Y las ejerció tan plenamente que hubo dos viajes que terminaron de reventar la relación con su hermano. Ambos fueron exitosos. El primero fue, en 1947, al Congo, principal colonia belga, donde fue recibido en loor de multitudes, logrando aplacar las primeras revueltas anticolonialistas.
El segundo, con rango de visita de Estado, tuvo como destino Washington: para agradecer a los norteamericanos su papel en la liberación de Bélgica y anclar al país en el bando occidental ante una Guerra Fría en ciernes. Durante la cena de gala en la Casa Blanca, el presidente Harry Truman declaró: «Nos honra recibir al jefe de un Estado que siempre ha sido amigo (...) Os pido brindar en honor del jefe de este Estado, Su Alteza Real el Príncipe Regente Carlos de Bélgica».
Que el presidente de la primera potencia mundial diese el mayor de los tratamientos a su hermano y rival fue considerado por Leopoldo III, exiliado cerca de Ginebra, como una humillación de la que nunca se repuso. Pero disponía de una baza: el apoyo incondicional de la Reina Isabel.

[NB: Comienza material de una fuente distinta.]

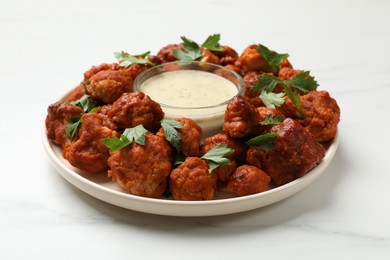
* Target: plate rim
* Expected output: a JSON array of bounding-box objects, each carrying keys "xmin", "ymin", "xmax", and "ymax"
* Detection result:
[{"xmin": 42, "ymin": 120, "xmax": 339, "ymax": 217}]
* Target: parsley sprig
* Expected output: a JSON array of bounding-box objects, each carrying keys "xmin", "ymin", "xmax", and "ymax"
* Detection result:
[
  {"xmin": 65, "ymin": 81, "xmax": 97, "ymax": 140},
  {"xmin": 245, "ymin": 133, "xmax": 278, "ymax": 150},
  {"xmin": 260, "ymin": 114, "xmax": 283, "ymax": 125},
  {"xmin": 173, "ymin": 34, "xmax": 224, "ymax": 61},
  {"xmin": 201, "ymin": 144, "xmax": 234, "ymax": 172},
  {"xmin": 160, "ymin": 118, "xmax": 183, "ymax": 153},
  {"xmin": 114, "ymin": 51, "xmax": 155, "ymax": 68},
  {"xmin": 256, "ymin": 44, "xmax": 289, "ymax": 72},
  {"xmin": 102, "ymin": 125, "xmax": 148, "ymax": 153},
  {"xmin": 251, "ymin": 70, "xmax": 318, "ymax": 116}
]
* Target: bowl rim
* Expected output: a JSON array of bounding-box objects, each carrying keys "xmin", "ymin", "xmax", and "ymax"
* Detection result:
[{"xmin": 133, "ymin": 61, "xmax": 246, "ymax": 110}]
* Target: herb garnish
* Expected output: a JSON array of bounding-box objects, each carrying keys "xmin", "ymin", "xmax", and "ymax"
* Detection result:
[
  {"xmin": 160, "ymin": 118, "xmax": 183, "ymax": 153},
  {"xmin": 251, "ymin": 70, "xmax": 318, "ymax": 116},
  {"xmin": 245, "ymin": 133, "xmax": 278, "ymax": 150},
  {"xmin": 65, "ymin": 116, "xmax": 81, "ymax": 140},
  {"xmin": 260, "ymin": 114, "xmax": 283, "ymax": 125},
  {"xmin": 114, "ymin": 51, "xmax": 155, "ymax": 68},
  {"xmin": 173, "ymin": 34, "xmax": 224, "ymax": 61},
  {"xmin": 65, "ymin": 81, "xmax": 97, "ymax": 140},
  {"xmin": 201, "ymin": 144, "xmax": 234, "ymax": 172},
  {"xmin": 102, "ymin": 125, "xmax": 148, "ymax": 153},
  {"xmin": 70, "ymin": 81, "xmax": 96, "ymax": 112},
  {"xmin": 256, "ymin": 44, "xmax": 289, "ymax": 72}
]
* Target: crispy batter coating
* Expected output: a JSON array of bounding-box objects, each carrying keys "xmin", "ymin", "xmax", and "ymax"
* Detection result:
[
  {"xmin": 225, "ymin": 64, "xmax": 242, "ymax": 76},
  {"xmin": 62, "ymin": 113, "xmax": 117, "ymax": 173},
  {"xmin": 251, "ymin": 118, "xmax": 325, "ymax": 185},
  {"xmin": 278, "ymin": 67, "xmax": 300, "ymax": 80},
  {"xmin": 280, "ymin": 91, "xmax": 340, "ymax": 142},
  {"xmin": 226, "ymin": 165, "xmax": 271, "ymax": 196},
  {"xmin": 65, "ymin": 83, "xmax": 85, "ymax": 103},
  {"xmin": 213, "ymin": 45, "xmax": 238, "ymax": 66},
  {"xmin": 156, "ymin": 44, "xmax": 184, "ymax": 63},
  {"xmin": 243, "ymin": 71, "xmax": 263, "ymax": 107},
  {"xmin": 108, "ymin": 92, "xmax": 164, "ymax": 133},
  {"xmin": 108, "ymin": 134, "xmax": 172, "ymax": 198},
  {"xmin": 85, "ymin": 64, "xmax": 133, "ymax": 104},
  {"xmin": 254, "ymin": 106, "xmax": 286, "ymax": 135},
  {"xmin": 243, "ymin": 71, "xmax": 261, "ymax": 98},
  {"xmin": 200, "ymin": 48, "xmax": 221, "ymax": 65},
  {"xmin": 236, "ymin": 44, "xmax": 272, "ymax": 74},
  {"xmin": 157, "ymin": 117, "xmax": 202, "ymax": 156},
  {"xmin": 45, "ymin": 102, "xmax": 83, "ymax": 145},
  {"xmin": 246, "ymin": 146, "xmax": 263, "ymax": 169},
  {"xmin": 169, "ymin": 157, "xmax": 217, "ymax": 200},
  {"xmin": 235, "ymin": 44, "xmax": 292, "ymax": 75},
  {"xmin": 201, "ymin": 133, "xmax": 246, "ymax": 181},
  {"xmin": 223, "ymin": 96, "xmax": 260, "ymax": 138}
]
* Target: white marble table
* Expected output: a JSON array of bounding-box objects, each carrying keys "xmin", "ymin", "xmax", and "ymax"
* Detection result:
[{"xmin": 0, "ymin": 0, "xmax": 390, "ymax": 259}]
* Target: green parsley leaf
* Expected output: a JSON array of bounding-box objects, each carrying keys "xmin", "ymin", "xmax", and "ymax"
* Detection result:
[
  {"xmin": 173, "ymin": 153, "xmax": 186, "ymax": 166},
  {"xmin": 201, "ymin": 34, "xmax": 224, "ymax": 51},
  {"xmin": 65, "ymin": 117, "xmax": 81, "ymax": 140},
  {"xmin": 259, "ymin": 90, "xmax": 285, "ymax": 108},
  {"xmin": 283, "ymin": 70, "xmax": 318, "ymax": 93},
  {"xmin": 245, "ymin": 133, "xmax": 278, "ymax": 150},
  {"xmin": 201, "ymin": 144, "xmax": 234, "ymax": 172},
  {"xmin": 173, "ymin": 36, "xmax": 203, "ymax": 61},
  {"xmin": 123, "ymin": 125, "xmax": 148, "ymax": 145},
  {"xmin": 256, "ymin": 44, "xmax": 289, "ymax": 72},
  {"xmin": 283, "ymin": 85, "xmax": 304, "ymax": 117},
  {"xmin": 251, "ymin": 74, "xmax": 282, "ymax": 92},
  {"xmin": 114, "ymin": 51, "xmax": 155, "ymax": 68},
  {"xmin": 160, "ymin": 118, "xmax": 183, "ymax": 152},
  {"xmin": 69, "ymin": 81, "xmax": 96, "ymax": 112},
  {"xmin": 102, "ymin": 125, "xmax": 148, "ymax": 153},
  {"xmin": 70, "ymin": 94, "xmax": 95, "ymax": 112},
  {"xmin": 260, "ymin": 114, "xmax": 283, "ymax": 125},
  {"xmin": 102, "ymin": 135, "xmax": 132, "ymax": 153}
]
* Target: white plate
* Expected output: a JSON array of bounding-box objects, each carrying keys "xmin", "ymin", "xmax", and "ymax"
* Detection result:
[{"xmin": 42, "ymin": 119, "xmax": 338, "ymax": 217}]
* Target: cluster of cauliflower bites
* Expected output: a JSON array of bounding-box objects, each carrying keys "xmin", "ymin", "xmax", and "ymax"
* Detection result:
[{"xmin": 46, "ymin": 39, "xmax": 340, "ymax": 200}]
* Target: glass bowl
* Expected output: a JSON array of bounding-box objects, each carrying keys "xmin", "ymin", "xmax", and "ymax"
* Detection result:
[{"xmin": 133, "ymin": 61, "xmax": 245, "ymax": 138}]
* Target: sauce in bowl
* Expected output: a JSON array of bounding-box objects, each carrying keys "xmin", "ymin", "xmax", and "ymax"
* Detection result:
[
  {"xmin": 134, "ymin": 61, "xmax": 245, "ymax": 138},
  {"xmin": 140, "ymin": 70, "xmax": 238, "ymax": 108}
]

Rien Emmery, biógrafo del Príncipe Carlos, documenta el displicente e impertinente «con que ahora eres Regente» con el que recibió a su segundogénito que venía a anunciarle su nombramiento.
Leopoldo III también terminó imponiendo su agenda política: un referéndum mediante el cual los belgas se pronunciarían sobre su regreso o exilio definitiva. Una posibilidad a al que el Príncipe Regente se opuso, con firmeza, sabedor de que ahondaría la división entre belgas. Volvió a acertar: el Rey ganó la consulta con el 72 % de los votos, pero con resultados muy dispares entre Flandes y Valonia. Por eso, cuando volvió a Bruselas en julio de 1950, estallaron disturbios que se saldaron con cuatro muertos.
Al cabo de unos días, delegó sus funciones en su hijo Balduino de veinte años, que en 1951 fue proclamado Rey. Para entonces, la regencia del Príncipe Carlos ya había terminado. No, en cambio, las desavenencias familiares: Balduino no quiso pisar el Palacio Real de Bruselas mientras su tío estuviese allí. El antiguo Regente se marchó a un hotel, antes de mudarse para siempre a su finca de Raversijde, en la costa flamenca.
Fue el único de sus descendientes al que la Reina Isabel no invitó a la fiesta por sus ochenta años; tampoco fue bienvenido a la boda del Rey Balduino con Fabiola de Mora. En cuanto a las relaciones con Leopoldo III, el secretario de este último, Jean Cleeremans, evoca un frío encuentro entre hermanos en los años sesenta. Emmery, por su parte publica una carta vidriosa de Leopoldo a Carlos fechada en 1982, a la que el destinatario nunca respondió. El Príncipe Regente pagó con el aislamiento familiar el haber salvado la estabilidad de Bélgica después de la Segunda Guerra Mundial.